Likud ready to construct mega-portfolio for Smotrich.

Finance Minister Moshe Kahlon (photo credit: MARC ISRAEL SELLEM/THE JERUSALEM POST)
Finance Minister Moshe Kahlon
(photo credit: MARC ISRAEL SELLEM/THE JERUSALEM POST)
Prime Minister Benjamin Netanyahu spoke to Kulanu leader Moshe Kahlon on Sunday, according to Channel 13 political correspondent Sefi Ovadia, and offered him to shift from the Finance Ministry to the Foreign Ministry.
Likud negotiating team chairman Yariv Levin would not confirm or deny the report. Outgoing Deputy Minister in the Prime Minister’s Office Michael Oren, who left Kulanu, questioned the report.
“Just like you would not put someone as defense minister with no background in defense, so too Israel’s foreign relations are vital to its security, and therefore I hope the next foreign minister will be someone with a background in foreign relations,” he said.
Netanyahu will hold a long-awaited meeting on Thursday with Kahlon. They are expected to discuss the possibility of a merger between Likud and Kulanu.
The Likud is prepared to build a “mega-portfolio” for Union of Right-wing Parties co-chairman Bezalel Smotrich out of the Construction and Housing Ministry, in order to keep him out of the more sensitive Justice and Education portfolios, Likud sources said Sunday.
Smotrich rejected the offer before coalition talks with his party even began, saying that only either the Education or Justice Ministry were acceptable to him.

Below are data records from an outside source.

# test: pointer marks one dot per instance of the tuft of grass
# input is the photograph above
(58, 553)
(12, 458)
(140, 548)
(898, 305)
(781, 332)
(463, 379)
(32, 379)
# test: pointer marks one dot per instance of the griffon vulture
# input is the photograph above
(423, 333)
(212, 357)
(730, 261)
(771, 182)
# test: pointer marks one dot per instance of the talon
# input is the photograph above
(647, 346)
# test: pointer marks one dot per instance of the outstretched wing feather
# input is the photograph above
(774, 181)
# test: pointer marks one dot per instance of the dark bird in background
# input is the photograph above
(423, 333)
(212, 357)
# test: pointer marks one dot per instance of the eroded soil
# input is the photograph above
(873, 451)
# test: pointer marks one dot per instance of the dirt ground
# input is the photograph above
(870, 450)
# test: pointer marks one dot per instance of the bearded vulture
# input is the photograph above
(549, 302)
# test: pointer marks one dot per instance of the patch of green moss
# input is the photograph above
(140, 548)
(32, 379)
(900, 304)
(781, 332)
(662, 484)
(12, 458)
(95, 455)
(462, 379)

“If [former Meretz leaders] Shulamit Aloni and Yossi Sarid could be education minister, then so can I,” Smotrich said. “My views are much closer to the consensus.”
Coalition talks began Sunday with Avigdor Liberman’s Yisrael Beytenu party. While participants said the meeting went well, they also said the negotiations would be long and difficult, due to differences between Yisrael Beytenu and United Torah Judaism on the IDF conscription bill.

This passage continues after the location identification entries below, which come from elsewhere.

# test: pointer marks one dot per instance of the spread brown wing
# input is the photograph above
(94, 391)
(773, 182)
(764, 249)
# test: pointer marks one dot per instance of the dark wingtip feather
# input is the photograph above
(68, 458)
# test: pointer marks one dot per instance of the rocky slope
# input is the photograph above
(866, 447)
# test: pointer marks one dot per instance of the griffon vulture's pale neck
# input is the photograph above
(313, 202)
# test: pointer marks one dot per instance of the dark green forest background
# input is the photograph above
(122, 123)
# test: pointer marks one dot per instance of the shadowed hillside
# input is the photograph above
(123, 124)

The two sides agreed to meet again soon, most likely this week. But UTJ, Shas and URP have refused to negotiate during Passover.
The Likud’s negotiating team includes Prime Minister Benjamin Netanyahu’s former chief of staff Natan Eshel, even though Eshel resigned from his post and agreed not to return to the civil service in February 2012 after signing a plea bargain admitting misconduct toward a female staffer.
Meretz leader Tamar Zandberg said Eshel should have been prevented from being on the negotiating team. But deputy Attorney-General Dina Zilber said it was acceptable for him to be on the team.